9. February–29. March
1 h

A short and intense operatic experience

In little under an hour, Puccini’s Suor Angelica demonstrates how music can stir our most profound emotions. The opera concerns the power of a mother’s love, and of losing that which you hold dearest.

Sister Angelica's secret 

In Isabella Bywater’s new production, we are taken to a convent in the mid-1960s. The nuns there discuss their desires, but Sister Angelica claims that she has never truly desired anything. This is a lie, because every single day since she arrived at the convent seven years ago, she has longed for her son, who was taken from her. When her aunt comes to visit and informs her that the little boy died several years ago, Angelica’s world collapses.

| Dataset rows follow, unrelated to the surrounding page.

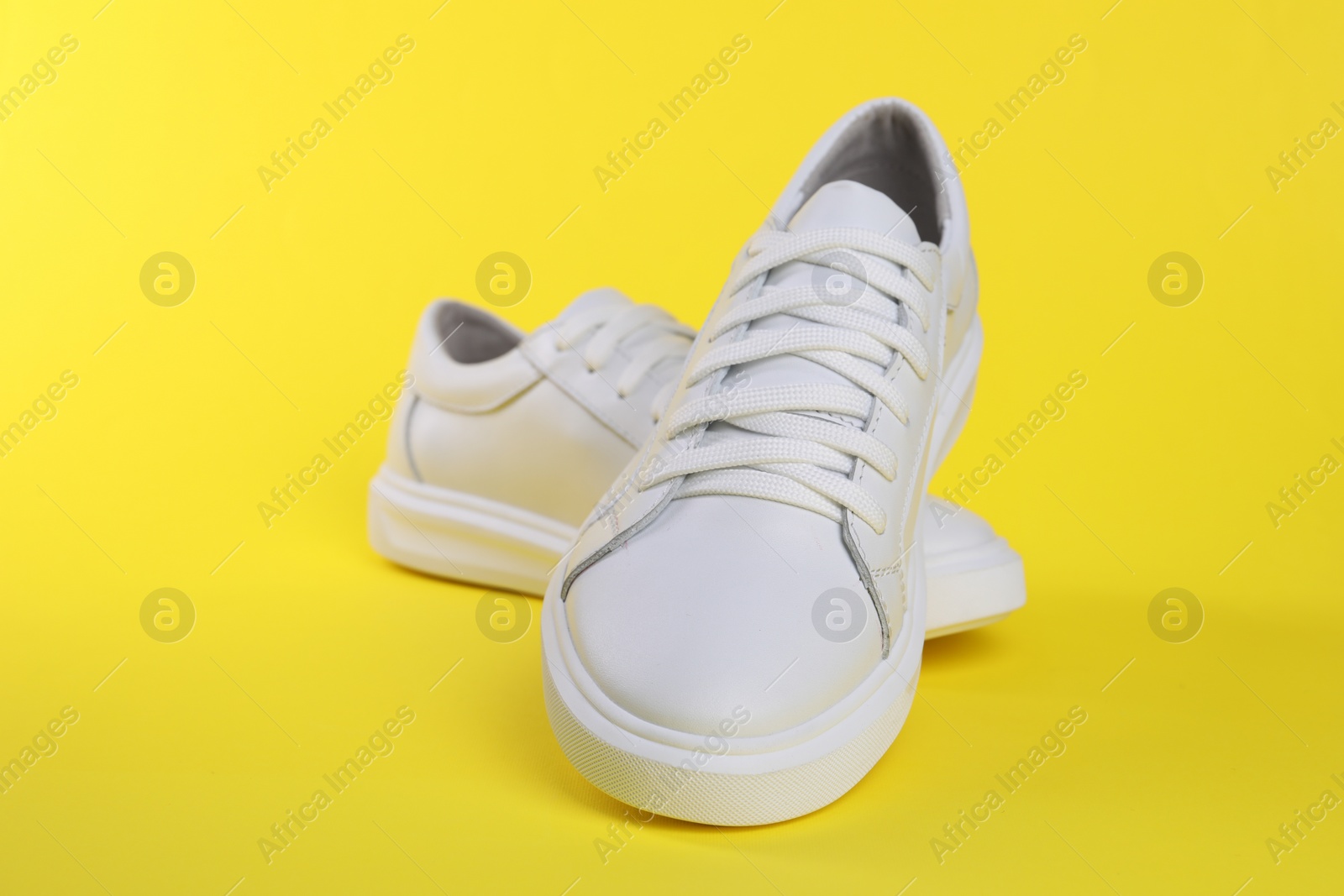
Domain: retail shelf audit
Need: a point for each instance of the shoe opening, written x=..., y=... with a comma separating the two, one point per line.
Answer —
x=887, y=150
x=472, y=336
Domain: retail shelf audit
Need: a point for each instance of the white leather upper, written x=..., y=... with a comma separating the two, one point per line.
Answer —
x=534, y=427
x=682, y=609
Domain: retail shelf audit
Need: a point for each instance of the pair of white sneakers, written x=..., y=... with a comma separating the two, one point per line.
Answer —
x=732, y=531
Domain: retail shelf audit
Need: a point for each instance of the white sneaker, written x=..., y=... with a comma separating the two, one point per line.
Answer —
x=737, y=634
x=470, y=488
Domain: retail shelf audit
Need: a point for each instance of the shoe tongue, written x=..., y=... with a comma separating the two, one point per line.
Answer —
x=844, y=203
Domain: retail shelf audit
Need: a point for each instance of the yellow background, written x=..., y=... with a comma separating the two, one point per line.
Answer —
x=306, y=641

Three short operas in one piece 

The composer Giacomo Puccini (1858–1924) crafted some of the world’s most performed and best-loved operas, such as Madame Butterfly, Tosca, and Turandot

Suor Angelica was written as a part of the trilogy Il Trittico, which also includes Il Tabarro and Gianni Schicchi. This one act opera was to be a contrast to the dark and melodramatic Il Tabarro

This short opera contains one of the most beautiful arias Puccini ever wrote for a soprano voice, «Senza mamma», in which Angelica describes the sorrow of not being there for her son when he died. Suor Angelica is also special because it was written for female voices. The piece premièred as a part of Il Trittico at the Metropolitan Opera in 1918 – just one month after the end of the First World War – and was Puccini's penultimate operatic work.

Artistic team and cast

  • Music
    Giacomo Puccini
  • Libretto
    Giovacchino Forzano
  • Conductor
    Jac van Steen
  • Director, set design and costumes
    Isabella Bywater
  • Lighting design
    Tim Mitchell


Place: A convent in Ireland 

Time: 1965

Suor (Sister) Angelica remembers the day in the convent when her baby was taken away by his new adoptive parents.

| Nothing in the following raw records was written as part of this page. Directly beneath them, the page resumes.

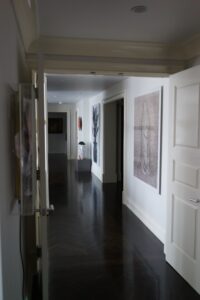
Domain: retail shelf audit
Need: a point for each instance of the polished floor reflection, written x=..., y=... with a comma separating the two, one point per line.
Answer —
x=98, y=249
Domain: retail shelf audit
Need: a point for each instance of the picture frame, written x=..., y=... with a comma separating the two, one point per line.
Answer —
x=148, y=137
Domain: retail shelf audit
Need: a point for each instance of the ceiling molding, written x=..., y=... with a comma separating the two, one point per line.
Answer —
x=105, y=48
x=113, y=57
x=26, y=18
x=85, y=65
x=191, y=47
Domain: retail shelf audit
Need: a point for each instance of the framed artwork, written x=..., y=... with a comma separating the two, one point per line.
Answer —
x=55, y=125
x=147, y=138
x=96, y=133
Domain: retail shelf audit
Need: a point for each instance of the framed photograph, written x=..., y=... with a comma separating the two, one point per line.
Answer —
x=96, y=133
x=147, y=138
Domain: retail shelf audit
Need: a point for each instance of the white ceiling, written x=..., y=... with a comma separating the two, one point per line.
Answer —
x=74, y=88
x=164, y=21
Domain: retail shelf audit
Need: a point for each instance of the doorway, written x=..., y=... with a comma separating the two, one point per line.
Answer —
x=57, y=132
x=113, y=142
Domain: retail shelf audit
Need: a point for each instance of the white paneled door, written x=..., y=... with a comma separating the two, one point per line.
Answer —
x=183, y=205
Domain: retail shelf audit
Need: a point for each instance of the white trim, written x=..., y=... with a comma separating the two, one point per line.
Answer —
x=154, y=227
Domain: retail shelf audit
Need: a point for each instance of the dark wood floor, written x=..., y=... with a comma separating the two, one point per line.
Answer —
x=98, y=249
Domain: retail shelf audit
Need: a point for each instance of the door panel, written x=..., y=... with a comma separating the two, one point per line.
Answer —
x=44, y=182
x=183, y=205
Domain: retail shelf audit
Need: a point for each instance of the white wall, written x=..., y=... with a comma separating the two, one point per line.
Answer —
x=71, y=125
x=83, y=111
x=141, y=198
x=12, y=70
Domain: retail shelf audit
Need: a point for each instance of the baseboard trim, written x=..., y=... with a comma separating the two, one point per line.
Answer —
x=146, y=220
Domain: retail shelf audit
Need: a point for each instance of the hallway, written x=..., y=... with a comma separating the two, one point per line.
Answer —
x=98, y=249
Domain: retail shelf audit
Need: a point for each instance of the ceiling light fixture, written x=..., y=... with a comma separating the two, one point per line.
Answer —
x=139, y=9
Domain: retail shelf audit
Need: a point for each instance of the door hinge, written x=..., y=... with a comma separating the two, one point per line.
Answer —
x=38, y=252
x=38, y=174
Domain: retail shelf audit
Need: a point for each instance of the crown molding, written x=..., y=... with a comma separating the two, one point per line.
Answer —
x=102, y=56
x=27, y=21
x=105, y=48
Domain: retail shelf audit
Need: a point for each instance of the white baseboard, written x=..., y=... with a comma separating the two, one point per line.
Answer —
x=156, y=229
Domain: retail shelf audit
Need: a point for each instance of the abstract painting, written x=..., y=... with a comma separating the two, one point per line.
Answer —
x=147, y=138
x=96, y=133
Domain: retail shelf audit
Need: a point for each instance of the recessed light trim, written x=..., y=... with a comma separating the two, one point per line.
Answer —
x=139, y=9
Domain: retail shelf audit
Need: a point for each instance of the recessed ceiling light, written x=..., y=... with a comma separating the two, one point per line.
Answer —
x=139, y=9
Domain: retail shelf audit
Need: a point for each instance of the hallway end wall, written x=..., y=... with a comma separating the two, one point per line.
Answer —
x=141, y=198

The sisters emerge from the chapel and go about their daily routine. Sister Genovieffa is excited because this is the first of three evenings each year when the setting sun strikes the fountain turning the water golden. But the joy subsides when the sisters are reminded that this is also the anniversary of the death of Sister Bianca Rosa. Sister Genovieffa suggests they pour some of the «golden» water onto her grave; Bianca Rosa would wish that. Sister Angelica points out that wishes are for the living.

When the sisters are discussing what they are longing for, Angelica claims to wish for nothing. The sisters round on her, declaring she has lied, because they know she longs to hear from her family, whom she has not heard from in seven years since she was sent to the convent in punishment.

The bullying is interrupted by the arrival of the Infirmary Sister, who asks Angelica to help with a remedy for wasp stings. Angelica becomes agitated when hearing news of a visitor. The Abbess announces Angelica's aunt and reminds Angelica to behave and that the Virgin Mary is always watching. 

The aunt (La Principessa) explains that she has come because Angelica's sister is to be married and Angelica needs to sign a document renouncing her claim to her inheritance. Angelica is shocked that her little sister is already old enough to be married. She tells her aunt she has repented her sin and wants to hear about her son who was taken from her. Her aunt informs her that her son died of fever two years ago. Angelica, devastated, signs the document and her aunt leaves.

Angelica becomes desperate and believes she hears her son calling for her to meet him in paradise. She prepares for her death and drinks poison, remembering too late that suicide is a mortal sin and she has damned herself to eternal hell, so will not be reunited with her son. She begs the Virgin Mary for mercy and, as she dies, she believes she is forgiven.